The crystalline breeze of this life filled me so much, I had little room for pain inside of me. And with possibility and naive hope blowing across the ocean onto me, weary advice to think of the world as a battlefield or humanity as a plane in a nosedive shrank away from my thoughts.

The voice of my father came ringing, "Irene, can you come unpack these boxes?"

Reluctantly, I left the wind to blow sunlight onto the hills without me as I headed into the house.

•••

It was two weeks in France before I started feeling uneasy. My vision got progressively worse as clouds crowded around me and an underlying impulse slowly began to rise in me until the wide open landscape and tumbling cliffs faded, and all I could hear was its hum.

I remember the night being purple and airy, and I remember not being able to sleep.

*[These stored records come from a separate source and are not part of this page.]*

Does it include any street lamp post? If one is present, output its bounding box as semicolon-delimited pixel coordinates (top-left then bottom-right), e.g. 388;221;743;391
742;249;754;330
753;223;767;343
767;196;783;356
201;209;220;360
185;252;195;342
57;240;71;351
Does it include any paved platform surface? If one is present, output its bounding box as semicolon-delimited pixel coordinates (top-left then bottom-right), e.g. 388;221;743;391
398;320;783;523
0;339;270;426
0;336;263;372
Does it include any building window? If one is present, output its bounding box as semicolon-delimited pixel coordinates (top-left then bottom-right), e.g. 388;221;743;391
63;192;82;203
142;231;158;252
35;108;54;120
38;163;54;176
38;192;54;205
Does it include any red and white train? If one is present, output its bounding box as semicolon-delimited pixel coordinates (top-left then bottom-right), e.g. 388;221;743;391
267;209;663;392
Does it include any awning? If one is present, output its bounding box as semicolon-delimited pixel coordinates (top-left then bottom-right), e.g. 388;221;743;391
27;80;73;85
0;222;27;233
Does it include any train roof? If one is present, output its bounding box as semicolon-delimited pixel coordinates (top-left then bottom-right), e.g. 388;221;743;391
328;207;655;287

I could find nothing that might be worrying me. I had settled into life here easily, Father was under no unusual stress and the war seemed too far off to creep into my worries. But something was definitely wrong.

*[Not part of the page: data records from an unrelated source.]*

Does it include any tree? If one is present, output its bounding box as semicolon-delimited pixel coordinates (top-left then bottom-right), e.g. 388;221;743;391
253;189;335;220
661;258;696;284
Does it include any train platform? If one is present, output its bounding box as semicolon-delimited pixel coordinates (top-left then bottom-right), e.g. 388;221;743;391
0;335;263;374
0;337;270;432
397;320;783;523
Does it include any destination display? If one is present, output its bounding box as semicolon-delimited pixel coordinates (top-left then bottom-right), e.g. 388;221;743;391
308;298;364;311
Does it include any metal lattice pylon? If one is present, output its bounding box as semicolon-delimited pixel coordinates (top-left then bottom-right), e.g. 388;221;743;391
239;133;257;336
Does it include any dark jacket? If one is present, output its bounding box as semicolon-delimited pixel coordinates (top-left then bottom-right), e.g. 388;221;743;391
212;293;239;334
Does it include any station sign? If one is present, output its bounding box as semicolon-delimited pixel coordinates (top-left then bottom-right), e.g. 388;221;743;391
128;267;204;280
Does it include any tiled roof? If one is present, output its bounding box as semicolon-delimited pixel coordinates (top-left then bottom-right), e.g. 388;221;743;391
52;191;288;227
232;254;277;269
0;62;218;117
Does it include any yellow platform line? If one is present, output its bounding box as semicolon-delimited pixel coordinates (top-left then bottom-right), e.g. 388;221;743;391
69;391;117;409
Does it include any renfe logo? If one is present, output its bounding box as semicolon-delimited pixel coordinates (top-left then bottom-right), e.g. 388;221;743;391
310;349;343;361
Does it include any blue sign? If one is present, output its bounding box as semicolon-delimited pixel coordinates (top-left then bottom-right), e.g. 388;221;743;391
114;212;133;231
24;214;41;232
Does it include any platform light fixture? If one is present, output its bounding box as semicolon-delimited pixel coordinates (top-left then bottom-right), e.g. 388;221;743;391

The darkness of the room felt like a cage, trapping me as a tidal wave rushed forward to drown me. I had to get out, but gravity pressed too heavily over my limbs to escape. Soon, the room began to shift and all I could see was dull shades of white lacing through the gloom as I struggled for freedom.

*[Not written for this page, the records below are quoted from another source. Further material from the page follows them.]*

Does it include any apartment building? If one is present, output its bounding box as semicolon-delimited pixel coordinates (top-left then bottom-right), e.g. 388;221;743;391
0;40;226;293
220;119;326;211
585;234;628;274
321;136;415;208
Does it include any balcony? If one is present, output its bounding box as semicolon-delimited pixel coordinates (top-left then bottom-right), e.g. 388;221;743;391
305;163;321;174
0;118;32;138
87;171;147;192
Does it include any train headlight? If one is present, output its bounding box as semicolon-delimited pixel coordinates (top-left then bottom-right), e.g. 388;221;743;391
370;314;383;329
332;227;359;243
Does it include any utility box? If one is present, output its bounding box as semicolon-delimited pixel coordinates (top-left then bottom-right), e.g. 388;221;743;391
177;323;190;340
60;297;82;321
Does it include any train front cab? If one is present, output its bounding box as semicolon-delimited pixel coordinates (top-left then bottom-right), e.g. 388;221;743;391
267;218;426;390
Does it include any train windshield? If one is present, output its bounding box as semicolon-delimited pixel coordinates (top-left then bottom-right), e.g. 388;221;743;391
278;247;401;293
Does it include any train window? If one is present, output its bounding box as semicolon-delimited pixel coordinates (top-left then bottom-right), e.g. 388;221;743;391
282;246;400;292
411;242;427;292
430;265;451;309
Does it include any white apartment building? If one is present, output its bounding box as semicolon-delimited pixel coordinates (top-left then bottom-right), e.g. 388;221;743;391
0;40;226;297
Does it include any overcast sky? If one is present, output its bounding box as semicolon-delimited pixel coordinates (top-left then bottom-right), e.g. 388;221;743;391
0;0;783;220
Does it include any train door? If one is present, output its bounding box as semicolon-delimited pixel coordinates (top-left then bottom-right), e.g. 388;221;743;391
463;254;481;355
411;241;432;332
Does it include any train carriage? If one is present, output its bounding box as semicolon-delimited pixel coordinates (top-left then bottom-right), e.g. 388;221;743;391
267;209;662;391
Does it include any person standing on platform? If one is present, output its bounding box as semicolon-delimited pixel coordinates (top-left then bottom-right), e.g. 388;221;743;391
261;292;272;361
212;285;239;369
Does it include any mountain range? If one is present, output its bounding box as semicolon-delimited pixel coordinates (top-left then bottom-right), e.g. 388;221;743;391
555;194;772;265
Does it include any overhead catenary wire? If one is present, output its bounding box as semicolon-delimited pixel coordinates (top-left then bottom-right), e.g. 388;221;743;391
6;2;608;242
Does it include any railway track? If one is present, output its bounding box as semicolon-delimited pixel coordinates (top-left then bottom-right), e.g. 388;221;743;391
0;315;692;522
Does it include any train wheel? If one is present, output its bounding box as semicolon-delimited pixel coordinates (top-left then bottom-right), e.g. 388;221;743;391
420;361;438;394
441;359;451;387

The sound of metal crashing against itself jolted me awake, and it took a moment to realize that I had been asleep worrying the whole time. And another moment to realize that I had to leave my house – now.

I clambered downstairs and out into the open air without a thought about where I should go. I just knew that if I stayed and let that tidal wave reach me, my whole family would drown.

My own senseless reasoning sent me running into the town and through neighborhoods, searching for a house I had never seen before. Addresses rushed past me like slide projections until one clicked. I stopped in front of a cottage squeezed in between two other cottages just as small. _This must be it, _I thought a moment before a rhythmic scratch of metal on concrete echoed through the streets. It was the sound of a gallop - and it was heading towards me.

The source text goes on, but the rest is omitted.